Not everyone changes CPU's every year. Not even any significant percentage.
And those that do, also want a new motherboard with new 'features'.

TJ Hooker

Titan
Ambassador
Intel tends to use the same socket (and therefore maintain mobo compatibility) for 2 generations, the first one being a new architecture, followed by a die shrink. Sandy Bridge and Ivy Bridge. Haswell and Broadwell (although I seem to remember Broadwell support with 8 series chipsets being iffy at best). Skylake is a new architecture, with a new socket. It remains to be seen how this pattern will play out now that Intel has abandoned their traditional tick-tock (new architecture, then die shrink) pattern. Normally, it would be assumed that Cannonlake (die shrink) would work with Skylake chipsets, but with the introduction of Kaby Lake in between, nobody can say for sure.

But long story short, no one but you was expecting Skylake to work on Z97 boards.
 
yeah when Haswell was the new kid of the block.
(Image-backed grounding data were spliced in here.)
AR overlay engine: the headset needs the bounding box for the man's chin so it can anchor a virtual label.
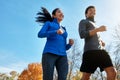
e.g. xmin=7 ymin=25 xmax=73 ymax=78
xmin=90 ymin=16 xmax=94 ymax=18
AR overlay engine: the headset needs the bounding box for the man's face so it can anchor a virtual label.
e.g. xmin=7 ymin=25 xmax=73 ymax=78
xmin=86 ymin=8 xmax=96 ymax=18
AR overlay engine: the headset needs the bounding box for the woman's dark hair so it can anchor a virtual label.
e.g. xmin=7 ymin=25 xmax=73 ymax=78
xmin=85 ymin=6 xmax=95 ymax=14
xmin=36 ymin=7 xmax=59 ymax=23
xmin=52 ymin=8 xmax=59 ymax=15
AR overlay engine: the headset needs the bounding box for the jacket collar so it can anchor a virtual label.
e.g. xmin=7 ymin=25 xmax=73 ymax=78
xmin=53 ymin=18 xmax=59 ymax=24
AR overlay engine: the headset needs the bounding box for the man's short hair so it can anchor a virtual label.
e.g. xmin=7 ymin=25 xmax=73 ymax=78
xmin=85 ymin=6 xmax=95 ymax=14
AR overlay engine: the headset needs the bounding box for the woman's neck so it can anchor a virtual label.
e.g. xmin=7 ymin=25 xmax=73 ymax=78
xmin=57 ymin=19 xmax=62 ymax=23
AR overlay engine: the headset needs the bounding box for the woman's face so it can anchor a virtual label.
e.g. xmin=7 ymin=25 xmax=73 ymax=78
xmin=53 ymin=9 xmax=64 ymax=22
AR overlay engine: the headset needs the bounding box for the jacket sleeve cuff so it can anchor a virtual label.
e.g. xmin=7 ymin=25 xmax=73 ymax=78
xmin=66 ymin=44 xmax=72 ymax=50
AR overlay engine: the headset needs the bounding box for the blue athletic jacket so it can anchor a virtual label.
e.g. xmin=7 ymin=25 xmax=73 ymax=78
xmin=38 ymin=18 xmax=71 ymax=56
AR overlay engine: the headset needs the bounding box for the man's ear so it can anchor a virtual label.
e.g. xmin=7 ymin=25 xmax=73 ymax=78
xmin=85 ymin=14 xmax=87 ymax=18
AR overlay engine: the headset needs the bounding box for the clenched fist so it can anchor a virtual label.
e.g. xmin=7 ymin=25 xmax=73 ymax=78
xmin=98 ymin=25 xmax=107 ymax=32
xmin=57 ymin=29 xmax=64 ymax=34
xmin=69 ymin=39 xmax=74 ymax=45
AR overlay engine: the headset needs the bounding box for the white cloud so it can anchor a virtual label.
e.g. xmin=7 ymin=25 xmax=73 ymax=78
xmin=94 ymin=0 xmax=120 ymax=44
xmin=96 ymin=0 xmax=120 ymax=27
xmin=0 ymin=49 xmax=40 ymax=73
xmin=0 ymin=49 xmax=15 ymax=60
xmin=0 ymin=61 xmax=29 ymax=73
xmin=0 ymin=67 xmax=13 ymax=73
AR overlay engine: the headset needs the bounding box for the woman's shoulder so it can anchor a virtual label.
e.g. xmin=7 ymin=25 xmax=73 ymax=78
xmin=44 ymin=21 xmax=51 ymax=24
xmin=45 ymin=20 xmax=56 ymax=25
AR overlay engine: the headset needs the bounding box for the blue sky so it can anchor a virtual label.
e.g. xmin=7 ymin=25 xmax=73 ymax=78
xmin=0 ymin=0 xmax=120 ymax=73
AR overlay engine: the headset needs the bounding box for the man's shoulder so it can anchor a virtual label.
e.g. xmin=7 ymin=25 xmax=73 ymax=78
xmin=79 ymin=19 xmax=89 ymax=24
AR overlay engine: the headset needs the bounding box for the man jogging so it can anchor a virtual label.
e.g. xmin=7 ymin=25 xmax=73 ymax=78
xmin=78 ymin=6 xmax=116 ymax=80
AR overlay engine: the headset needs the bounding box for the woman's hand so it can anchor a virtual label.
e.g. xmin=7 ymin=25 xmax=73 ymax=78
xmin=69 ymin=39 xmax=74 ymax=46
xmin=57 ymin=29 xmax=64 ymax=34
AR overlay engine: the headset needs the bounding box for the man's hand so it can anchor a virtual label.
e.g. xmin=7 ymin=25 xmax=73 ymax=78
xmin=89 ymin=25 xmax=107 ymax=36
xmin=97 ymin=25 xmax=107 ymax=32
xmin=100 ymin=40 xmax=105 ymax=47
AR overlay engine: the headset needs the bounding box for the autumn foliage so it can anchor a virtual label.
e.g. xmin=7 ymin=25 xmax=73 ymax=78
xmin=18 ymin=63 xmax=42 ymax=80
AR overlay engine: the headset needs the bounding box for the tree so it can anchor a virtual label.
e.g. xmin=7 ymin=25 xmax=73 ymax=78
xmin=110 ymin=25 xmax=120 ymax=80
xmin=0 ymin=71 xmax=19 ymax=80
xmin=18 ymin=63 xmax=42 ymax=80
xmin=91 ymin=69 xmax=106 ymax=80
xmin=10 ymin=71 xmax=19 ymax=80
xmin=67 ymin=39 xmax=83 ymax=80
xmin=72 ymin=71 xmax=82 ymax=80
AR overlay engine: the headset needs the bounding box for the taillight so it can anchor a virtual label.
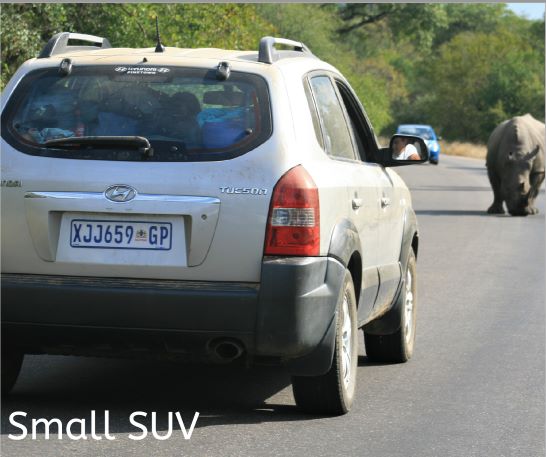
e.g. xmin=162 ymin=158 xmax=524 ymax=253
xmin=264 ymin=165 xmax=320 ymax=256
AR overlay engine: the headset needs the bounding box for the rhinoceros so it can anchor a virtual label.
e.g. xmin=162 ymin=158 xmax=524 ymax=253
xmin=486 ymin=114 xmax=545 ymax=216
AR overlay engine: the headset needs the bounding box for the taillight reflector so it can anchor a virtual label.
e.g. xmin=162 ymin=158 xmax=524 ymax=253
xmin=264 ymin=165 xmax=320 ymax=256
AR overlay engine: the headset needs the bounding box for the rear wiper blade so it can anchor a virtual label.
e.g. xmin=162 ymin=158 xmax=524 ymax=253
xmin=44 ymin=136 xmax=154 ymax=158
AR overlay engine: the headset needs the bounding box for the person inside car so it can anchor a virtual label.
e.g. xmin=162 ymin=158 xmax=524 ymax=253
xmin=392 ymin=137 xmax=420 ymax=161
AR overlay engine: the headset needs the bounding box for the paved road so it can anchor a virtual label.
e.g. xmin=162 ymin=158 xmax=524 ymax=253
xmin=2 ymin=155 xmax=544 ymax=457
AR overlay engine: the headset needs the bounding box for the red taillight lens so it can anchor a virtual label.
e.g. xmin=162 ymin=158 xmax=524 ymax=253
xmin=264 ymin=165 xmax=320 ymax=256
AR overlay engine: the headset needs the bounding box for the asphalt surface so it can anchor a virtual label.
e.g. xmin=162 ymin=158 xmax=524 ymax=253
xmin=1 ymin=155 xmax=544 ymax=457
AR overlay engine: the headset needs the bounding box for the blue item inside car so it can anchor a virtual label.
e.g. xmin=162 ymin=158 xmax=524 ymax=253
xmin=199 ymin=108 xmax=248 ymax=149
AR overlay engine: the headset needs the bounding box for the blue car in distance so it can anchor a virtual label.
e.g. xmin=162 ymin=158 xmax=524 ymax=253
xmin=397 ymin=124 xmax=441 ymax=164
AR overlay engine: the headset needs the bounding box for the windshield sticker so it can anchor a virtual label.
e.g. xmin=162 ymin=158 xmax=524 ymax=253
xmin=114 ymin=66 xmax=170 ymax=75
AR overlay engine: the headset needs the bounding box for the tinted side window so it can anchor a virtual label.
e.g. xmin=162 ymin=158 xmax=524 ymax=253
xmin=304 ymin=80 xmax=324 ymax=149
xmin=336 ymin=82 xmax=369 ymax=162
xmin=309 ymin=76 xmax=356 ymax=160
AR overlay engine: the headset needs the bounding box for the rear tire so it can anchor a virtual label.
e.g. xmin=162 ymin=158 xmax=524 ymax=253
xmin=2 ymin=350 xmax=24 ymax=396
xmin=292 ymin=270 xmax=358 ymax=415
xmin=364 ymin=250 xmax=417 ymax=363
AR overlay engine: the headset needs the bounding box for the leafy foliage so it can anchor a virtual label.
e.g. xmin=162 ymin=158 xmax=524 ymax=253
xmin=338 ymin=4 xmax=449 ymax=51
xmin=1 ymin=3 xmax=543 ymax=142
xmin=257 ymin=3 xmax=396 ymax=131
xmin=0 ymin=4 xmax=274 ymax=88
xmin=410 ymin=28 xmax=545 ymax=141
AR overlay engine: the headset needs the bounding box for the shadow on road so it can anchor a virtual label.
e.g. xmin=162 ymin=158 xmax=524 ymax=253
xmin=357 ymin=355 xmax=393 ymax=367
xmin=410 ymin=185 xmax=490 ymax=192
xmin=444 ymin=165 xmax=486 ymax=172
xmin=1 ymin=355 xmax=328 ymax=436
xmin=415 ymin=209 xmax=545 ymax=217
xmin=414 ymin=209 xmax=489 ymax=216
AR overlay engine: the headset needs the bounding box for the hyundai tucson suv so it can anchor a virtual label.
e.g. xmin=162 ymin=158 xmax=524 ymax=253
xmin=1 ymin=33 xmax=428 ymax=415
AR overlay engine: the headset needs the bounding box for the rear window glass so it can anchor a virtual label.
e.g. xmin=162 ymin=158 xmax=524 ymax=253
xmin=1 ymin=65 xmax=272 ymax=161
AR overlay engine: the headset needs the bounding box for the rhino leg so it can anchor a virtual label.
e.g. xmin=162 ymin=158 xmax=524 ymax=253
xmin=528 ymin=170 xmax=545 ymax=214
xmin=487 ymin=167 xmax=505 ymax=214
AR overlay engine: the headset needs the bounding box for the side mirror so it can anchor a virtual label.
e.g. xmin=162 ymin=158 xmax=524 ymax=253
xmin=376 ymin=134 xmax=429 ymax=167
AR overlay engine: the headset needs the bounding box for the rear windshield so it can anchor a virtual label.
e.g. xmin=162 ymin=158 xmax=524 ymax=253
xmin=1 ymin=65 xmax=272 ymax=161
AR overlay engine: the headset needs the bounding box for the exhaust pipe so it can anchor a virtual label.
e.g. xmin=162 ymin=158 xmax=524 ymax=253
xmin=209 ymin=339 xmax=244 ymax=363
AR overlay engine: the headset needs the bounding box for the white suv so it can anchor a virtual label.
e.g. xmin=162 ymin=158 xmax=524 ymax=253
xmin=1 ymin=33 xmax=427 ymax=415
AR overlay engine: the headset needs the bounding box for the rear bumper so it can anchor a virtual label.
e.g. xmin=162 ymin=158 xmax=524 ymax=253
xmin=1 ymin=256 xmax=345 ymax=375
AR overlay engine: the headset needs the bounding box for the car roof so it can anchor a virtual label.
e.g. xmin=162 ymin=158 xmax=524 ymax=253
xmin=30 ymin=33 xmax=335 ymax=75
xmin=398 ymin=124 xmax=433 ymax=130
xmin=40 ymin=46 xmax=270 ymax=64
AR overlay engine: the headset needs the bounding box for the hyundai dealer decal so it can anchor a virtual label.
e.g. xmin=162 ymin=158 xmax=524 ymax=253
xmin=114 ymin=66 xmax=170 ymax=75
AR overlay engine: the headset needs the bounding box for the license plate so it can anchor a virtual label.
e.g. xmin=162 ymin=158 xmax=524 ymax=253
xmin=70 ymin=219 xmax=172 ymax=250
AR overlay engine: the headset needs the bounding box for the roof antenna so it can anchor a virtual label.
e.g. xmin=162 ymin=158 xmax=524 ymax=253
xmin=155 ymin=16 xmax=165 ymax=53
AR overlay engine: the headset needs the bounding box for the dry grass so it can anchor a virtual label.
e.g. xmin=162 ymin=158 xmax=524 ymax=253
xmin=440 ymin=141 xmax=486 ymax=160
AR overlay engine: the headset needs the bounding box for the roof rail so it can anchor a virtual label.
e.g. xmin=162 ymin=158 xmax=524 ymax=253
xmin=258 ymin=36 xmax=313 ymax=64
xmin=38 ymin=32 xmax=112 ymax=59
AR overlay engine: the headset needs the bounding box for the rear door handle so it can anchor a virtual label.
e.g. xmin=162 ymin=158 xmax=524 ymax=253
xmin=381 ymin=197 xmax=391 ymax=208
xmin=352 ymin=198 xmax=363 ymax=210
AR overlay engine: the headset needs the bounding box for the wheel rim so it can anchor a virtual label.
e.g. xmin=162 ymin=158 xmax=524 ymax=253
xmin=404 ymin=267 xmax=414 ymax=344
xmin=341 ymin=293 xmax=352 ymax=388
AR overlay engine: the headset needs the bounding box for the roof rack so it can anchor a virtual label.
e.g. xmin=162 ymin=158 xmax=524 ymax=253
xmin=38 ymin=32 xmax=112 ymax=59
xmin=258 ymin=36 xmax=313 ymax=64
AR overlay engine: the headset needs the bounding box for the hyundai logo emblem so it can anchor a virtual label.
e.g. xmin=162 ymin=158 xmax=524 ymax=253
xmin=105 ymin=185 xmax=137 ymax=202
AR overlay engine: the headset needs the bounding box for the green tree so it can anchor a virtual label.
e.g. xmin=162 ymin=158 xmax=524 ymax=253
xmin=338 ymin=4 xmax=449 ymax=51
xmin=336 ymin=2 xmax=544 ymax=140
xmin=257 ymin=3 xmax=395 ymax=131
xmin=432 ymin=3 xmax=508 ymax=47
xmin=416 ymin=29 xmax=544 ymax=141
xmin=1 ymin=4 xmax=67 ymax=88
xmin=2 ymin=3 xmax=544 ymax=143
xmin=1 ymin=4 xmax=274 ymax=89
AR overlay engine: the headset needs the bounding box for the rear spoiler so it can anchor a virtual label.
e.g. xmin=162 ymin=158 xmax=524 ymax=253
xmin=38 ymin=32 xmax=111 ymax=58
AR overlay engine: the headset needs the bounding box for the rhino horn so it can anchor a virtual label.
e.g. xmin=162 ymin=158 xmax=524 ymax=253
xmin=524 ymin=146 xmax=540 ymax=161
Intel changes the socket type every other generation. So Haswell and the aborted Broadwell would have work with Z97. But Skylake is out now so the new LGA socket is 1151. That's the way its always been.
 

USAFRet

Titan
Moderator


Only if you personally are chasing the NextBestThing.

Not everyone changes CPU's every year. Not even any significant percentage.
And those that do, also want a new motherboard with new 'features'.